Abstract
Introduction and Objective
Osteoarthritis (OA) represents one of the leading cause of disability all over the world. Cell therapies, mainly based on mesenchymal stem cells (MSCs), have shown to modulate the pathogenesis of OA in basic, preclinical and clinical studies. Adipose tissue (AT) have emerged as a rich and promising source of MSCs called adipose derived stem cells (ASCs). Different systems are available for processing lipoaspirate to purify the samples from oily and haemorrhagic fractions, minimizing the risk of complications and maximizing the biological yield for subsequent grafting. However, few studies compared the efficacy of the different processing devices already used in clinical practice. This study aims to characterize the products obtained by the use of two different systems such as micro-fragmentation or nano-fragmentation comparing them with the starting material (AT) and the collagenase isolated ASCs.
Materials and Methods
AT from 12 donors arrived without selection to the laboratories: 4 lipoaspirated (LA), 4 micro-fragmented (mF) and 4 nano-fragmented (nF). The samples were divided into three aliquots for paraffin embedding, RNA extraction and digestion with collagenase for ASCs isolation. Paraffin embedded tissue sections were stained with hematoxylin-eosin to analyze morphology. RNA was extracted, retro-transcribed and analyzed with real-time PCR to analyze the expression of pluripotency genes (SOX2, NANOG and POU5F1) and inflammatory genes (IL-1beta and iNOS). Data were analyzed using Graphpad Prism 8.0 and expressed as mean ± SD. One-way ANOVA followed by Tukey test was used to compare the different groups.
Results
The LA comprised small lobules, with intact cell membranes and structurally integer adipocytes. mF samples showed the presence of integer adipocytes, small lobules and higher amount of cell clusters. nF samples showed the almost completely absence of adipocytes, a high amount of cells without lipid content and a high amount of stromal matrix. Real-time PCR results showed the lowest expression levels of pluripotency genes in LA samples that were assumed equal to 1.0 and used to calculate the expression levels of the other samples. mF showed expression levels of pluripotency genes similar to AT. nF showed expression levels of pluripotency genes higher than AT and mF, but without statistically significant differences. ASCs showed statistically significant higher expression levels of these genes compared to LA and mF (p ≤ 0.001). Likewise, the expression of inflammatory genes resulted to be lowest in LA samples (assumed equal to 1.0), higher in mF samples and in nF samples without statistical significance.
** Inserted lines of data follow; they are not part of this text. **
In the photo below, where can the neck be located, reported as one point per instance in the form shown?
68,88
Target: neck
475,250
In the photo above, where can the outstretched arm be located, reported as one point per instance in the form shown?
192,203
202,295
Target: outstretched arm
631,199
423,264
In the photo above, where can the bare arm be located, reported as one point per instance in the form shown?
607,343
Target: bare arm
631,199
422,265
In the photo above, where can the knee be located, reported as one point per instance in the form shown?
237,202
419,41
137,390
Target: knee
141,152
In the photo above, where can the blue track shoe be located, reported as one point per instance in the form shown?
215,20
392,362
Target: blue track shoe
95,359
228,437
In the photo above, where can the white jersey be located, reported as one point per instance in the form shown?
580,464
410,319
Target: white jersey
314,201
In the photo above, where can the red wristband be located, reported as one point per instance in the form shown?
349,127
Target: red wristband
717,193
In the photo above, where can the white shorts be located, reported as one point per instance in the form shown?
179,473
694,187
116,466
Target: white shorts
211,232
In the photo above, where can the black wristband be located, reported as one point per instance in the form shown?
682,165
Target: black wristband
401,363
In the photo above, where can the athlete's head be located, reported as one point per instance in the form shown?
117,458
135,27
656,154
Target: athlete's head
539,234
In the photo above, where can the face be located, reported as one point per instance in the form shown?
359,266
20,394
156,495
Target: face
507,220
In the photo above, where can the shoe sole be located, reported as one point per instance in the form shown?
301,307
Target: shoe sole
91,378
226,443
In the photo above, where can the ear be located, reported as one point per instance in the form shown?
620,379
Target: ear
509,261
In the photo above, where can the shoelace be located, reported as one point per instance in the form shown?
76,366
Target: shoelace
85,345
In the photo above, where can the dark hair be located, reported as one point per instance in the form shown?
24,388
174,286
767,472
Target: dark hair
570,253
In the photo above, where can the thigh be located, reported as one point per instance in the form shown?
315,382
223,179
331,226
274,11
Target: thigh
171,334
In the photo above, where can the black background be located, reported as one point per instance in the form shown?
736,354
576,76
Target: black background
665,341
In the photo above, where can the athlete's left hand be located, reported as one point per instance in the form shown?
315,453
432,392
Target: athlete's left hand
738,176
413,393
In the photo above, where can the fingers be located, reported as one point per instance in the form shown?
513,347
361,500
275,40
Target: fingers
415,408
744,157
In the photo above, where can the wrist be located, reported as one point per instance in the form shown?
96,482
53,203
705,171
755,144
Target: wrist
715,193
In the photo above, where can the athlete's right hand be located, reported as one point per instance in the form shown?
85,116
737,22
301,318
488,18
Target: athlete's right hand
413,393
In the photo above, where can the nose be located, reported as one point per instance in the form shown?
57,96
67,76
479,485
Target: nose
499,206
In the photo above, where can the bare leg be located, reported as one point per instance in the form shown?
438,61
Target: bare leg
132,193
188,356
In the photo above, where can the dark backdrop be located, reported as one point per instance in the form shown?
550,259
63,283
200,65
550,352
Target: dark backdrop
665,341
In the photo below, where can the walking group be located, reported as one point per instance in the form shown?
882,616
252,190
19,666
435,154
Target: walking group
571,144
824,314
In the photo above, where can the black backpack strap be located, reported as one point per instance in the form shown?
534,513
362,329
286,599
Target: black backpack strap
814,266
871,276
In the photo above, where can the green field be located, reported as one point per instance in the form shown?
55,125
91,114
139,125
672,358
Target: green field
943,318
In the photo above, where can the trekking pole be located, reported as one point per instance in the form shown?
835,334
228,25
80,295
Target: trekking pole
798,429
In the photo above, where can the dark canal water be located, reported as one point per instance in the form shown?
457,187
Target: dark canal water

As expected, the highest values were found in ASCs isolated cells compared to all the other samples (p ≤ 0.0001).
Conclusions
These results confirmed that micro-fragmentation (mF) and nano-fragmentation (nF) permitted to separate a cell mixture enriched in ASCs from a lipoaspirate sample without activating the inflammatory pathways. Both processing methods gave a minimally manipulated product suitable for OA cell therapy application. Further studies are needed to elucidate possible different activities of the ASCs enriched AT-derivatives.